Tanpa bermaksud untuk sombong dalam penderitaan, sejak beberapa tahun terakhir ini saya cenderung lebih bisa menerima apa pun yang terjadi. Saya lebih bisa pasrah kepada Tuhan, terlebih-lebih ketika keluarga kami, berkat kemurahan hati Tuhan, bisa lulus dalam ujian soal anak pertama kami (Priscilla) yang lahir prematur dan harus menjalani operasi jantung pada saat usianya baru 41 hari. Alhasil, setelah peristiwa tersebut, kami semakin bisa menyadari kalau semua adalah titipan dan milik Tuhan, termasuk hidup kami ini. Berkat peristiwa yang tampaknya tragis itu, kami belajar banyak hal, terutama agar tidak terikat pada materi atau harta dunia yang tidak akan pernah kami bawa ketika kami meninggal nanti.
Saya tertawa sekaligus trenyuh ketika pelawak Pepeng yang sekarang sedang sakit dalam sebuah wawancara di televisi mengatakan, "Ketika Anda menderita, jangan suka berkata kepada Tuhan, why me? Why me? Why me? Ntar kalau Tuhan bilang, Why not, bagaimana?" Sungguh ini sebuah pernyataan iman. Jarang saya menemukan orang yang setabah dia.
Selain kista di hidung kanan, keluarga kami juga sedang menghadapi ujian-ujian berat lainnya. Salah satunya adalah ayah kandung saya yang baru saja terkena stroke ringan untuk kedua kalinya. Lagi-lagi kami tahu, kalau Tuhan sungguh mengasihi kami, juga ayah saya yang sudah memasuki usia 59 tahun. Berkat pengobatan intensif, ia kini sudah bisa berjalan kembali. Ketika diuji, kami tidak marah.

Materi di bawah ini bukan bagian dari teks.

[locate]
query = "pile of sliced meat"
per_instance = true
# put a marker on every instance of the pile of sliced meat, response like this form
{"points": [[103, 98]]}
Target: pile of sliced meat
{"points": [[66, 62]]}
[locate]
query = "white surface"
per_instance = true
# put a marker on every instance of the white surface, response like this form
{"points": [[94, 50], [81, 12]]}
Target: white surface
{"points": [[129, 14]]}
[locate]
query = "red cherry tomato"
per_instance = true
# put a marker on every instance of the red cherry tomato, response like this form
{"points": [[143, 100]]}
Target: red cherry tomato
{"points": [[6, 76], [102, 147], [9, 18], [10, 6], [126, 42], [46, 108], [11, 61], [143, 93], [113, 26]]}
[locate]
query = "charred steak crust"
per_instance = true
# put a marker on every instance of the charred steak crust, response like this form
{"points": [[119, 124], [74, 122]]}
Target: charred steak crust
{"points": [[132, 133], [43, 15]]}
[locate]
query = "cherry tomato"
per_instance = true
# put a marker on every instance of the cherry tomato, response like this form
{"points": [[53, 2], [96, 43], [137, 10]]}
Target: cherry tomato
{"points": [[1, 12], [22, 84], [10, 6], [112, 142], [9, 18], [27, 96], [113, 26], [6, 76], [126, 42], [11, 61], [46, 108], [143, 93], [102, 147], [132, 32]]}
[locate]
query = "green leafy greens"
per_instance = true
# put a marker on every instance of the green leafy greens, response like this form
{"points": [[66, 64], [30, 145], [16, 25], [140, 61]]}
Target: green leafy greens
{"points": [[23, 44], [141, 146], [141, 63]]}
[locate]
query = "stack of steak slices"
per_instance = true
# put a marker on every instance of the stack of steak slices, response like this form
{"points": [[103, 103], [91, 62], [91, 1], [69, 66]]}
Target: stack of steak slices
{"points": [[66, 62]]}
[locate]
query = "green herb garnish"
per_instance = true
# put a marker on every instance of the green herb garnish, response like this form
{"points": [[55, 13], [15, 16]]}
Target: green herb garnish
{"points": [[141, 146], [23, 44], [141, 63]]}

Memang agak sedikit sedih namun tetap bersukacita sebab kami selalu percaya - berdasarkan pengalaman-pengalaman kami di masa lalu - kalau Tuhan memang selalu ikut bekerja dalam segala sesuatu (dalam hal yang baik maupun hal yang buruk) untuk mendatangkan kebaikan bagi mereka yang mengasihi Dia.

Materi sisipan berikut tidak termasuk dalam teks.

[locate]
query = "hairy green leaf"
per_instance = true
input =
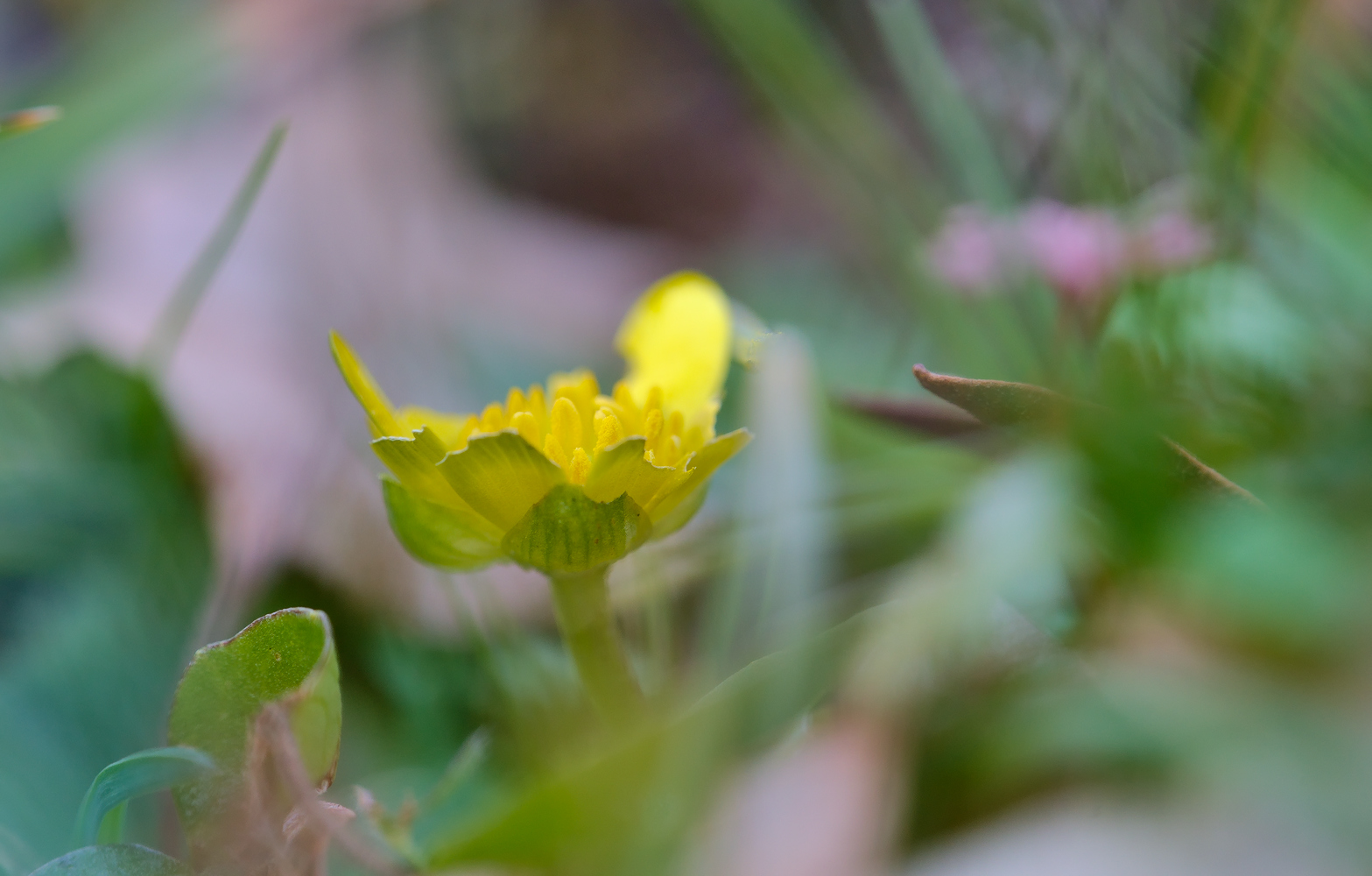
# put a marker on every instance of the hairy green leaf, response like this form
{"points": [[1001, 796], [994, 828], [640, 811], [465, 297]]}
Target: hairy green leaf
{"points": [[114, 861], [285, 658]]}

Kami selalu yakin bahwa apa yang tidak pernah dilihat oleh mata, dan tidak pernah didengar oleh telinga, dan yang tidak pernah timbul di dalam hati manusia: semua yang disediakan Tuhan untuk mereka yang mengasihi Dia.
Baru-baru ini seorang sahabat mengirimkan saya sebuah puisi indah yang sungguh membuat saya meneteskan air mata ketika membacanya. Perkenankanlah saya meneruskan puisinya kepada Anda.
Jika engkau merasa lelah, tak berdaya dan sepertinya semua usahamu sia-sia...
Tuhan tahu betapa keras engkau sudah berusaha.
Jika hatimu terasa pedih dan sudah sekian lama engkau terus-menerus menangis...
Tuhan telah menghitung air matamu.
Jika engkau berpikir bahwa dalam hidupmu engkau sedang menunggu sesuatu dan waktu terasa berlalu begitu saja...
Tuhan sedang menunggu bersamamu.
Jika engkau merasa sendirian dan teman-temanmu terlalu sibuk hanya untuk sekedar menelponmu...
Tuhan selalu berada di sampingmu.
Jika engkau berpikir bahwa engkau telah mencoba segalanya dan tidak tahu harus bebuat apa lagi...
Tuhan punya jawabannya.
Jika segala sesuatu menjadi tidak masuk akal dan engkau merasa sangat tertekan...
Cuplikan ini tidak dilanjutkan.